Cloud Security , Security Operations
Cloudflare Outage Whacks 19 Data Centers for Global TrafficGiant Outage Is Result of a Network Configuration Change Gone Awry
A network configuration change that went awry resulted in a massive Cloudflare outage that left many of the world's most popular websites inaccessible for 75 minutes.
See Also: Live Webinar | Breaking Down Security Challenges so Your Day Doesn’t Start at 3pm
The San Francisco-based internet infrastructure vendor says the unfortunate configuration change was meant to increase resilience at 19 of Cloudflare's busiest data centers, which handle a significant portion of the global traffic.
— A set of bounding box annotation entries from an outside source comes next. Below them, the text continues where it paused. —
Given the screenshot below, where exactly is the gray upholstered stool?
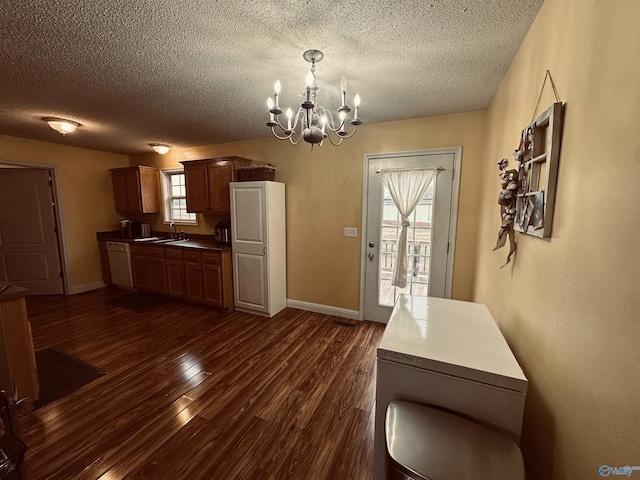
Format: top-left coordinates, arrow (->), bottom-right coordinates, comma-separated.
385,400 -> 525,480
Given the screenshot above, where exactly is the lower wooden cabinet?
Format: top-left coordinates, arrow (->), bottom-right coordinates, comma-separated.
131,245 -> 234,312
98,242 -> 112,285
165,247 -> 186,298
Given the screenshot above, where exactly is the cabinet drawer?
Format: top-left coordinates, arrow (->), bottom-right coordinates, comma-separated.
184,250 -> 201,263
202,252 -> 222,265
164,247 -> 183,260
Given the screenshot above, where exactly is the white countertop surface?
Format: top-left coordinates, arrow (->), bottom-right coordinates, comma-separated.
378,294 -> 527,393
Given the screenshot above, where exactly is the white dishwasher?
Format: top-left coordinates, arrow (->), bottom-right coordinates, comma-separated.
107,242 -> 133,289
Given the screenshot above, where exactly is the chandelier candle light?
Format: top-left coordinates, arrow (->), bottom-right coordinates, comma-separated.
267,50 -> 362,151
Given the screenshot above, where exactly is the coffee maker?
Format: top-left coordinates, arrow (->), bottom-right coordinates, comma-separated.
215,220 -> 231,244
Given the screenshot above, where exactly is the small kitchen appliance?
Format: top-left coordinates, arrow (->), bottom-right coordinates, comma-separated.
215,220 -> 231,244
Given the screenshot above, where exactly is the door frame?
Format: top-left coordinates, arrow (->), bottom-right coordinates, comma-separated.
358,147 -> 462,320
0,157 -> 72,295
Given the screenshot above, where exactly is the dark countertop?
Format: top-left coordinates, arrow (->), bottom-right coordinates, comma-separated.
0,285 -> 29,303
96,231 -> 231,252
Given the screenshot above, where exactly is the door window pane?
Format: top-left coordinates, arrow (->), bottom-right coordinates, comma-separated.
378,185 -> 433,307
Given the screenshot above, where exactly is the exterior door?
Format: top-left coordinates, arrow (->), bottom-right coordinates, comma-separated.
231,182 -> 269,313
0,168 -> 64,295
361,148 -> 461,323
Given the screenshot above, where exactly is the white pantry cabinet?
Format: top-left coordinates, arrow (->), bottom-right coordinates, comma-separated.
230,181 -> 287,317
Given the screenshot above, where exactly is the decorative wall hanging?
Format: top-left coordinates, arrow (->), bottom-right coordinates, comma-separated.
494,70 -> 564,268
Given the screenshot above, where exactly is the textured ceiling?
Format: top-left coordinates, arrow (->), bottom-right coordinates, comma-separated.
0,0 -> 542,155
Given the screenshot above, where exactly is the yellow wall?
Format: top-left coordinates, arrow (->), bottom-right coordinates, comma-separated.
0,135 -> 129,293
475,0 -> 640,480
131,111 -> 486,310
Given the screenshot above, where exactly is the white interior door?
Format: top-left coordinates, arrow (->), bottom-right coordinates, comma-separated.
0,168 -> 64,295
360,147 -> 461,323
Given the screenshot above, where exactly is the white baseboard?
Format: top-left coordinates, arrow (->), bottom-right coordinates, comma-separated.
67,282 -> 107,295
287,299 -> 360,320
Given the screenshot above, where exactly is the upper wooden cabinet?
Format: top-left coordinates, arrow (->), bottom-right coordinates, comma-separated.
180,157 -> 252,213
111,165 -> 160,213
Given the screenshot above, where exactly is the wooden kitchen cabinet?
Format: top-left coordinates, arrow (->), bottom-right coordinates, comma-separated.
180,156 -> 252,213
184,250 -> 234,312
131,244 -> 234,312
165,247 -> 186,298
98,242 -> 112,285
111,165 -> 161,213
184,250 -> 202,303
131,244 -> 167,295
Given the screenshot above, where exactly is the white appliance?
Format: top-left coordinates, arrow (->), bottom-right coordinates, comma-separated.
107,242 -> 133,289
374,294 -> 527,480
230,181 -> 287,317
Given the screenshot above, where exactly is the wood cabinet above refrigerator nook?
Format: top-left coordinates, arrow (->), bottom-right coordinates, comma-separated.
111,165 -> 160,213
180,156 -> 252,213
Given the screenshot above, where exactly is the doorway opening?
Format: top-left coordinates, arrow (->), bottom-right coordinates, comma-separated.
0,160 -> 68,295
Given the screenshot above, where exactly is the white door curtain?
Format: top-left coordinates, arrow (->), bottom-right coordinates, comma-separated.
382,169 -> 438,288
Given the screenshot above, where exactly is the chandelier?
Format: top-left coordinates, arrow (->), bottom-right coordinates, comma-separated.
267,50 -> 362,151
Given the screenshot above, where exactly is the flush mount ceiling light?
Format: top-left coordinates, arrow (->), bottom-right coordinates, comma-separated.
149,143 -> 173,155
267,50 -> 362,150
42,117 -> 80,135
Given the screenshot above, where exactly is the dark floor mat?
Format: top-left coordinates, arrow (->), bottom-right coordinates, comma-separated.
34,348 -> 107,409
106,293 -> 171,313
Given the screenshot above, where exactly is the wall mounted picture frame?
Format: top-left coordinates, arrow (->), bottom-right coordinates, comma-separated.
514,102 -> 564,238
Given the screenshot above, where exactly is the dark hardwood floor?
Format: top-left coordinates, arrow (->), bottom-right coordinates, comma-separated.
20,288 -> 384,480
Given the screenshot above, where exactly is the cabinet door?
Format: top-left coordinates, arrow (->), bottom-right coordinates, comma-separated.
167,260 -> 185,298
208,162 -> 233,213
149,258 -> 167,295
184,262 -> 202,303
184,162 -> 209,212
233,252 -> 269,313
124,170 -> 142,213
202,263 -> 224,307
98,242 -> 111,285
111,172 -> 129,212
131,255 -> 149,290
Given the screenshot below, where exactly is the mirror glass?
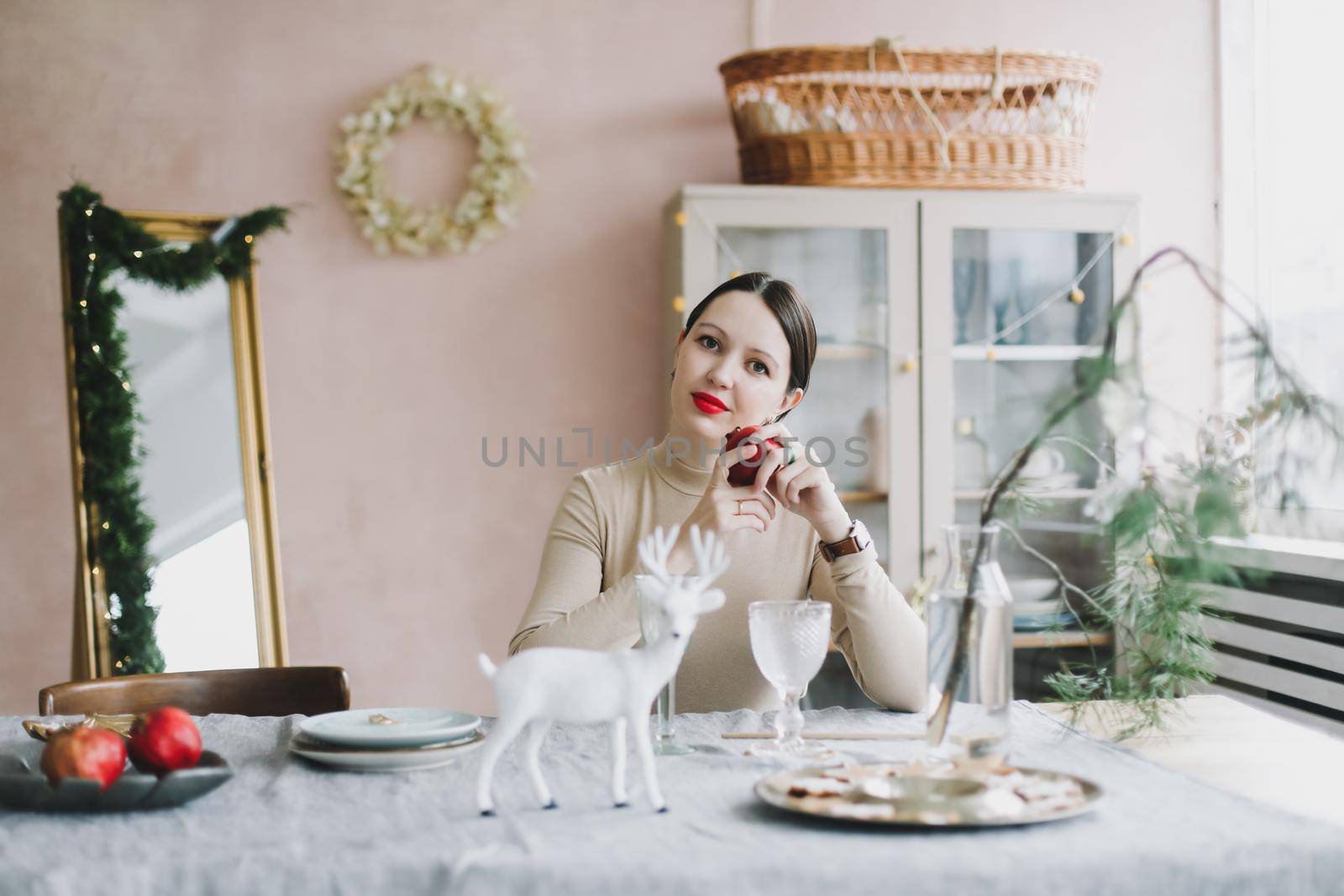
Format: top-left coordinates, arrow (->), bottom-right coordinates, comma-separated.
110,252 -> 258,672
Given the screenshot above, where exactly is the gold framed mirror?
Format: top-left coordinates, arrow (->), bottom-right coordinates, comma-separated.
59,205 -> 287,679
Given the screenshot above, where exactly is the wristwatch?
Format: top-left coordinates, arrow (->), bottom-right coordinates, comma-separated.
822,520 -> 872,563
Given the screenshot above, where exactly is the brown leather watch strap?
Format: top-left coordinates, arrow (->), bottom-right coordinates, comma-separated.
822,522 -> 869,563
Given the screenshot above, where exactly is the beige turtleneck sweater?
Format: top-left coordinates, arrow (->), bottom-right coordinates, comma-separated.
509,439 -> 926,712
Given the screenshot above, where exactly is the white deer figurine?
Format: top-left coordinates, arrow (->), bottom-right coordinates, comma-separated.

Instead, the change resulted in an outage Tuesday that knocked everything from Minecraft to UPS to DoorDash offline, according to the company blog.
"Although Cloudflare has invested significantly … to improve service availability, we clearly fell short of our customer expectations with this very painful incident," write Cloudflare's Tom Strickx, edge network technical lead, and Jeremy Hartman, senior vice president of production engineering. "We are deeply sorry for the disruption to our customers and to all the users who were unable to access Internet properties during the outage."
Strickx and Hartman say Cloudflare has been working over the past 18 months to convert its busiest locations to a more flexible and resilient architecture called Multi-Colo PoP. Nineteen data centers have been converted to this architecture, including Atlanta, Chicago and Los Angeles in the Americas; London, Frankfurt and Madrid in Europe; and Singapore, Sydney and Tokyo in Asia-Pacific.
"Even though these locations are only 4% of our total network, the outage impacted 50% of total requests," according to Strickx and Hartman.
What Went Wrong?
As part of this new architecture, Strickx and Harman say there's an additional layer of routing that allows Cloudflare to easily disable or enable parts of the internal network for maintenance or to deal with a problem. They say the new architecture has provided Cloudflare with significant reliability improvements and allowed the company to conduct maintenance without disrupting customer traffic.
Strickx and Harman say Cloudflare uses BGP protocol to define which IP addresses are advertised to or accepted by other networks to which Cloudflare needs to connect. A change in policy can mean that a previously advertised IP address becomes no longer reachable on the internet, according to the blog post.
While deploying a change to the IP address advertisement policies, a re-ordering of terms caused Cloudflare to withdraw a critical subset of IP addresses. Due to this withdrawal, it became more difficult for Cloudflare engineers to reach the affected locations to revert the problematic change, Strickx and Harman say.
Cloudflare began sounding the alarm bells five minutes after the problematic change was pushed through, and the first changes were made on a router to verify the root cause 24 minutes after the 19 data centers were accidentally taken offline. The root cause was found and understood 31 minutes after the incident started. At that point, work began to revert the problematic change, Cloudflare says.
Forty-four minutes after that, all of the problematic changes had been reverted. During this time, Cloudflare says, problems were reappearing sporadically due to network engineers walking over each other's changes, which caused issues that had already been mitigated to resurface. The incident ended up being closed less than 90 minutes after it was first declared, according to Cloudflare.
What Can Be Done Differently?
Going forward, Strickx and Harman say they plan to examine Cloudflare's processes, architecture and automation and implement some immediate changes to ensure nothing like this happens again. From a process standpoint, Cloudflare acknowledges that its stagger procedure didn't include any of the most-trafficked Multi-Colo PoP data centers until the final step.
In the future, Strickx and Harman say, Cloudflare's change procedures and automation need to include Multi-Colo POP-specific procedures for testing and deployment to avoid unintended consequences.
From an architecture standpoint, Cloudflare says, the incorrect router configuration prevented the proper routes from being announced, which in turn blocked traffic from flowing properly into the company's infrastructure. Going forward, Strickx and Harman say, the policy statement that caused the incorrect routing to take place will need to be redesigned to prevent unintentional incorrect ordering.
The two also say automation initiatives could mitigate some or all of the impact seen from this outage. The automation will focus primarily on enforcing an improved stagger policy for rollouts of network configuration, which Strickx and Harman say would have significantly lessened the overall impact of the outage.
Finally, Strickx and Harman say, an automated "commit-confirm" rollback would have greatly reduced the time to resolve during the incident.
"This incident had widespread impact, and we take availability very seriously," they write. "We have identified several areas of improvement and will continue to work on uncovering any other gaps that could cause a recurrence."